Try sitting comfortably with your legs and feet spread apart, leaning forward, and your elbows resting on your knees to accomplish this correctly. Relax your stomach, leg, and buttock muscles by breathing frequently.
Assume you're trying to stop yourself from passing gas while also trying to stop yourself from urinating in the middle of the night. A tightening sensation should occur as a result of this. Hold that position for a few seconds before releasing it, and there you have it: a successful Kegel!
Three sets of 8-12 contractions per day are recommended and if you're new to Kegels, start with 4-5 contractions per daily set if you haven't done them before.
Heel slides target the deep abdominal muscles while encouraging pelvic floor contractions.

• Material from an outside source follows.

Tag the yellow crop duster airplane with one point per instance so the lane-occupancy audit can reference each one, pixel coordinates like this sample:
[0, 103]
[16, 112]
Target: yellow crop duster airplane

1. Begin by lying on your back on the floor, legs bent and pelvis neutral.
2. Inhale deeply into your rib cage, then exhale slowly through your mouth, allowing your ribs to collapse naturally.
3. Draw your pelvic floor up, engage your core, and pull your right heel away from your body. Only go as far as you can without losing touch with your innermost self.
4. Inhale and return your leg to the starting position after you've reached the bottom position.
6.Before switching to the opposite leg, do 10 slides on each side.
Excess weight can put a lot of strain on the organs protected by the pelvic floor. You may be at risk for incontinence or pelvic organ prolapse if you're overweight or live a sedentary lifestyle.
Simple, long-term efforts that everyone may take to ensure pelvic floor health include dietary adjustments and regular exercise.
While Kegels target a specific location, keep in mind that the pelvic floor is part of a wider muscular group that supports the pelvic organs in place. Because the diaphragm, abdominals, and obliques are linked to pelvic health, keeping those muscles active is essential for preventing pelvic organ prolapse or incontinence.
That's where yoga comes in: According to Prevention Magazine, women in one study showed a 70% reduction in incontinence frequency after completing a 6-week yoga therapy programme. The four most beneficial yoga positions for pelvic floor health, according to Prevention, are: Malasana, Reclined Bound Angle, Legs Up the Wall, and, of course, Child's Pose are all popular.
Adding pelvic floor exercises to one's daily regimen is a simple strategy for many people to strengthen these muscles and preserve their pelvic health.
For many others, though, seeing an Incontinence Rehab physiotherapist like Dr Leena, who specializes in pelvic floor disorders, is a must, and she can help you, especially if you have issues with bowel or bladder control.